Immortalis Is Not for Those Who Want Safe Narrative Boundaries
Those who seek the comfort of tidy resolutions, where virtue triumphs and vice receives its due comeuppance, will find no solace in the annals of Morrigan Deep. Immortalis lays bare a world where the ledger of power turns not on moral reckonings but on the inexorable grind of appetite and dominion. The Deep is no realm for the faint-hearted reader, for its boundaries are not drawn to protect but to provoke, to ensnare, to devour. Here, the narrative does not bend to expectation; it fractures the reader alongside its inhabitants, leaving one to question whether the true horror lies in the monsters or in the allure they exert.
Consider the architecture of Corax Asylum, that festering edifice of Nicolas DeSilva’s design. No mere prison, it is a labyrinth engineered for perpetual disorientation, where corridors of clanging clocks and staring mirrors strip away any illusion of self. Inmates do not merely suffer; they are recalibrated, their sanity declared forfeit by the whim of a self-proclaimed psychiatrist who trades souls with Irkalla for the privilege of his licence. The washrooms spew sewage upon the wounded, the underfloor heating blisters bare soles, and the hall of mirrors warps flesh into grotesque parodies. This is no exaggerated gothic fancy; it is the precise machinery of a system that rejects redemption, where pain is not punishment but process, a means to render the human pliable for consumption.
Yet Immortalis compels one to confront the seductive pull of such monstrosity. Nicolas, with his garish plaid and levitating theatrics, embodies the narrative’s refusal to sanitise evil. He is not the brooding anti-hero nursing a tragic flaw; he is a gleeful architect of absurdity, splitting himself into a chorus of alters—Chester the lecherous piper, Webster the cold engineer, Elyas the necromantic recluse—each a facet of his fractured dominion. The Ledger itself, that impartial arbiter, reveals itself as his extension, inscribing reality to his design. Readers expecting a villain unmasked will instead find a god who revels in the mask, demanding one confront the uncomfortable truth: his cruelty is not aberration but the very pulse of The Deep.

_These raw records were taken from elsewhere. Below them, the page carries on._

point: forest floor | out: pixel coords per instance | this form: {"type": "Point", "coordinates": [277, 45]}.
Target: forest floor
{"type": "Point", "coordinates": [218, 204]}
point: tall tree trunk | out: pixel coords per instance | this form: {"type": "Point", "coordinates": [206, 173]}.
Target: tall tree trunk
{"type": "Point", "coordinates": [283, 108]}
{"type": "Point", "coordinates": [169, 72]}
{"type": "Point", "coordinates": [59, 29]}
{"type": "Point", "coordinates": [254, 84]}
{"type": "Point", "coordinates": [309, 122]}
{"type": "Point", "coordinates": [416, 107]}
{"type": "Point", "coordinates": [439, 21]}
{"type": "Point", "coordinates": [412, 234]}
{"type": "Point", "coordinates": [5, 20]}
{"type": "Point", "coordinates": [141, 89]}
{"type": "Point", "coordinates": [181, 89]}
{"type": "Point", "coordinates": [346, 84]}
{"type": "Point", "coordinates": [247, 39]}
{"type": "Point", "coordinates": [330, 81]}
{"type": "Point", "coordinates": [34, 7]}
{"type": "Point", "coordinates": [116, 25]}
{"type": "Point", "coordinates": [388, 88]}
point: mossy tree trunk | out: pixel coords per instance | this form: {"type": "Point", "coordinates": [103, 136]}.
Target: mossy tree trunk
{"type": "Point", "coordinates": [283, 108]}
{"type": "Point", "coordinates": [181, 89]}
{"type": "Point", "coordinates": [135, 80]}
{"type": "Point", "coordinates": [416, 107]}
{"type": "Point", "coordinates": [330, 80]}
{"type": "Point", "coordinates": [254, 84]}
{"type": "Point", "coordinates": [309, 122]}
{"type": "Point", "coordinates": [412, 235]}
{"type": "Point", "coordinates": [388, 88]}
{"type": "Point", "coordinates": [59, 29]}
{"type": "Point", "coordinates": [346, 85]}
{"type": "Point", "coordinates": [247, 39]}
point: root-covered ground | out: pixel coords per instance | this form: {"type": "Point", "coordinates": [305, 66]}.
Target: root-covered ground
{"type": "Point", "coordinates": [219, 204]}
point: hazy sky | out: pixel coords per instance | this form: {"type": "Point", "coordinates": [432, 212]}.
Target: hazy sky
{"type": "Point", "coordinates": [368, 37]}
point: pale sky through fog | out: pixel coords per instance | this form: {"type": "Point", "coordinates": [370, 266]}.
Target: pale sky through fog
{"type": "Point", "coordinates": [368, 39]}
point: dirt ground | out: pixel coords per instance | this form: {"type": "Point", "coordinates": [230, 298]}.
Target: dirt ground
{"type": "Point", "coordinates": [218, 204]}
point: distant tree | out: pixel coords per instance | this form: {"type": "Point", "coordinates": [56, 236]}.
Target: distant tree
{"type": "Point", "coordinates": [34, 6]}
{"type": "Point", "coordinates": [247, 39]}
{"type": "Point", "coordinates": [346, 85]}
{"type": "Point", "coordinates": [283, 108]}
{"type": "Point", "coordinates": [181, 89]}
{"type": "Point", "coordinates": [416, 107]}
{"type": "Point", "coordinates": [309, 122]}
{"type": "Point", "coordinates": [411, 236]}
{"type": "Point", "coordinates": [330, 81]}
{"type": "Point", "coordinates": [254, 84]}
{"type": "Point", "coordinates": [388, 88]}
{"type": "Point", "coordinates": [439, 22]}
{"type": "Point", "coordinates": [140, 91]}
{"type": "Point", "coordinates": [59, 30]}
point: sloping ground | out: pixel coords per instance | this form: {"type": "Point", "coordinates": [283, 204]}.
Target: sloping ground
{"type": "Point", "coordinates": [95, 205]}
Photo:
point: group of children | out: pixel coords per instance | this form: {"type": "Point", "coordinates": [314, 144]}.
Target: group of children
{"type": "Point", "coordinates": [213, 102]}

The Immoless saga drives this home with unflinching clarity. Allyra, bred for sacrifice, subverts her role not through heroic purity but through raw pragmatism, boiling vampires for secrets, chaining Electi priests as trade goods. Her ascent to sovereignty demands the blood of fractured immortals, each exchange a grotesque intimacy laced with betrayal. Theaten’s refined savagery, Kane’s primal hunts, Behmor’s bureaucratic indifference—all feed her power, yet none grant safety. Lilith, stripped of her throne, warns of Nicolas’s love as the deadliest peril, a sentiment echoed by Harlon’s grim recounting of Sondra’s fate. Immortalis offers no fairy-tale apotheosis; sovereignty arrives burdened with the weight of devoured kin and manipulated alliances.
What sets Immortalis apart is its unyielding commitment to this discomfort. No chapter resolves without complication, no victory without its hidden cost. The circus devolves into slaughter, the wedding into a contract of possession, the birth into separation. Even the tender moments—Nicolas carving his name into Allyra’s flesh, only to etch hers into his own—carry the undercurrent of impending fracture. The prose, deliberate and unsparing, mirrors this: sentences build with controlled precision, only to splinter into the chaos of multiple voices, reflecting the world’s inherent instability.
For those craving safe boundaries, Immortalis is poison. It strips the veneer from power, exposing the grotesque machinery beneath. Yet for the reader willing to endure, it reveals a profound truth: in Morrigan Deep, survival demands not virtue but the cunning to navigate the ledger’s merciless script. The narrative does not comfort; it consumes, leaving one forever altered, forever watchful.